Nine such election weeks did I see, counting from that which made me a Wykehamist in 1820 to that which saw me out a superannuate in 1828. I did not get a fellowship at New College, having narrowly missed it for want of a vacancy by one. I was much mortified at the time, but have seen long since that probably all was for the best for me. It was a mere chance, as has been shown at a former page, whether a boy at the head or nearly at the head of the school went to New College or not.
The interesting event of a vacancy having occurred at New College, whether by death, marriage, or the acceptance of a living, was announced by the arrival of “speedyman” at Winchester College. “Speedyman,” in conformity with immemorial usage, used to bring the news on foot from Oxford to Winchester. How well I remember the look of the man, as he used to arrive with all the appearance of having made a breathless journey, a spare, active-looking fellow, in brown cloth breeches and gaiters covered with dust. Of course letters telling the facts had long outstripped “speedyman.” But with the charming and reverent spirit of conservatism, which in those days ruled all things at Winchester, “speedyman” made his journey on foot all the same!
Of course one of the first matters in hand when this fateful messenger arrived was to regale him with college beer, and right good beer it was in those days. In connection with it may be mentioned the rather singular fact, that, whereas all other supplies from the college buttery to the boys—the bread, the cheese, the butter, the meat—were accurately measured, the beer was given absolutely ad libitum. In fact it was not given out at all, but taken. Thrice a day the way to the cellar was open, a back stair leading from the hall to the superb old vaulted cellar, with its central pillar and arches springing from it in every direction. All around were the hogsheads, and the proper tools for tapping one as soon as another should be out. And to this cellar the boys—or rather the junior boys at each mess—went freely to draw as much as they chose.
And the beer thus freely supplied was our only beverage, for not only was tea or coffee not furnished, it was not permitted.
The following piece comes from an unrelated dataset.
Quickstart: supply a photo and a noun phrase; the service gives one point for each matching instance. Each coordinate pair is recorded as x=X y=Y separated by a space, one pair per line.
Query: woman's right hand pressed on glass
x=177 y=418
Some of the prefects (the eighteen first boys in college) would have “tea-messes,” provided out of their own pocket money, and served by their “fags.” But if, as would sometimes happen, either of the masters chanced to appear on the scene before the tea-things could be got out of the way, he used to smash them all, using his large pass key for the purpose, and saying “What are all these things, sir? William of Wykeham knew nothing, I think, of tea!”
We used to breakfast at ten, after morning school, on bread and butter and beer, having got up at half-past five, gone to chapel at half-past six, and into school at half-past seven. At a quarter to one we again went up into hall. It was a specialty of college phraseology to suppress the definite article. We always said “to hall,” “to meads” (the playground), “to school,” “to chambers,” and the like. The visit to hall at that time was properly for dinner, though it had long ceased to be such. The middle of the day “hall” served in my day only for the purpose of luncheon (though no such modern word was ever used), and only those “juniors” attended whose office it was to bring away the portions of bread and cheese and “bobs” (i.e. huge jugs) of beer for consumption in the afternoon.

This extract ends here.